This post originally appeared on the New Hampshire Charitable Foundation website.
As you read this, a nonprofit organization is keeping a mother and children safe from domestic abuse. An elder knows that someone from Meals-on-Wheels will be coming to check on him — and deliver a hot lunch. A watershed critical to clean drinking water is being protected. A downtown is coming back to life — with help from arts and economic development nonprofits. Nonprofit media are keeping citizens informed about the news of the day. A child is getting dental care. A New American is learning English. A young boy has a mentor.
Nonprofits are at the heart of civil society, tending to our most pressing needs, caring for the most vulnerable among us. And yet most struggle, year over year, to maintain enough funding to carry out missions that make our communities healthier, happier, safer, more vibrant, and prosperous.
Nonprofits not only need our support — but they need support that is not earmarked for discrete items, programs or projects, but that funds their critical core missions.
It can be tempting to direct charitable dollars only to specific items, projects, or programs — and away from “overhead” like staffing, facilities, and materials. It is absolutely understandable — and commendable — for people to want to know where their money is going and to want to quantify its impact. But we would encourage generous people to take a holistic approach when they think about what it takes for nonprofits to do what they do for our communities.

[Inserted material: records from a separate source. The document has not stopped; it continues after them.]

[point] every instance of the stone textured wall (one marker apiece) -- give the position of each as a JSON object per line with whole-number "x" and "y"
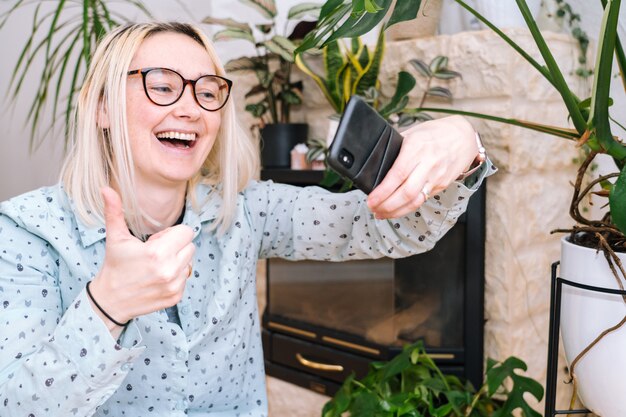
{"x": 526, "y": 199}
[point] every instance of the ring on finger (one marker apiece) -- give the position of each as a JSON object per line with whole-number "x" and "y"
{"x": 426, "y": 191}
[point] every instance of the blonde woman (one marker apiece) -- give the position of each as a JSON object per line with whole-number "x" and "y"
{"x": 129, "y": 288}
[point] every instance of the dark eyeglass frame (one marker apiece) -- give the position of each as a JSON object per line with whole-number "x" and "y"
{"x": 144, "y": 72}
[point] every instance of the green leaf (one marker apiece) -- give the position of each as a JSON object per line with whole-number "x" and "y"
{"x": 400, "y": 99}
{"x": 404, "y": 10}
{"x": 371, "y": 6}
{"x": 266, "y": 7}
{"x": 569, "y": 99}
{"x": 281, "y": 46}
{"x": 421, "y": 67}
{"x": 230, "y": 34}
{"x": 617, "y": 201}
{"x": 359, "y": 25}
{"x": 496, "y": 376}
{"x": 244, "y": 64}
{"x": 599, "y": 116}
{"x": 302, "y": 10}
{"x": 439, "y": 92}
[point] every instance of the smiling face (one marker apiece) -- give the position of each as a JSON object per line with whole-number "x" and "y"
{"x": 169, "y": 143}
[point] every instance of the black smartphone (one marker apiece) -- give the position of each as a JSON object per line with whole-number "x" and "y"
{"x": 365, "y": 145}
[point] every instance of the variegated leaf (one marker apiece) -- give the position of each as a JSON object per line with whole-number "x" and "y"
{"x": 299, "y": 11}
{"x": 266, "y": 7}
{"x": 228, "y": 22}
{"x": 230, "y": 34}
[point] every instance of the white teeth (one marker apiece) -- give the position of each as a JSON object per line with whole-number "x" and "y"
{"x": 176, "y": 135}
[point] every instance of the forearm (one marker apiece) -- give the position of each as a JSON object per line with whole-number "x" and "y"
{"x": 69, "y": 373}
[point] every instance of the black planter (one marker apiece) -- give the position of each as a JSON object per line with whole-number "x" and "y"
{"x": 277, "y": 141}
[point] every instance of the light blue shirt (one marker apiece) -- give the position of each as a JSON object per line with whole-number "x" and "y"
{"x": 57, "y": 358}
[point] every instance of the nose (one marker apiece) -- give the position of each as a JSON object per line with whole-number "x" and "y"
{"x": 187, "y": 106}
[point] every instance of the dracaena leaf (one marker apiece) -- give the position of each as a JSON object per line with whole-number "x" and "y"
{"x": 617, "y": 202}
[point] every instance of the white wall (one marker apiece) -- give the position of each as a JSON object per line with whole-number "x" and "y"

If you are going to make a donation to a food pantry, for instance, it might be natural to think about restricting your donation to pay only for food. Your desire to help feed your neighbors who are struggling is, after all, what prompted you to make the donation. But if no one supported the food pantry’s staffing, rent, electricity, and outreach — in addition to the food for its shelves and coolers — there would be no food pantry. There would be a bag of groceries on a street corner.
We understand this, intuitively, about every other kind of business. Author Vu Le, who writes extensively about the nonprofit sector, puts it this way:
“No one goes to a bakery and says ‘I want to buy cake, but I don’t want any of this $20 I am giving you to pay for the vanilla or the electricity for the oven or for your chef’s salary.’” But too frequently, we have been encouraged to do exactly that when we think about giving to nonprofits.
When the New Hampshire Charitable Foundation surveyed our grantees with help from the Center for Effective Philanthropy (CEP), we got this message loud and clear: nonprofits need more funding that supports their core missions.
The Charitable Foundation increased this kind of support during the most recent recession. Other funding streams for critical services were drying up, and nonprofits desperately needed an influx of flexible capital to help fill budget gaps. The reality is that funding that disappeared during that recession is, for the most part, not coming back. Nonprofits are doing more with less, facing decreased resources and increased need for services — and they badly need more flexibility from funders. Last year, the Foundation changed its competitive Community Grants program so that all the largest grants from that program are for operating support, and the vast majority are now multiyear grants. Many generous people who hold donor-advised funds at the Foundation regularly recommend grants from those funds for core operating support.
No matter how much you have to give to support the nonprofits that you know are doing critical work in your community, we encourage you to give to support their whole missions — and to feel great about doing that. Food pantries, after all, need more than food.
Anne Phillips is director of grantmaking and senior program officer, Manchester and Statewide Programs, at the New Hampshire Charitable Foundation.
Melinda Mosier is director of donor services at the New Hampshire Charitable Foundation.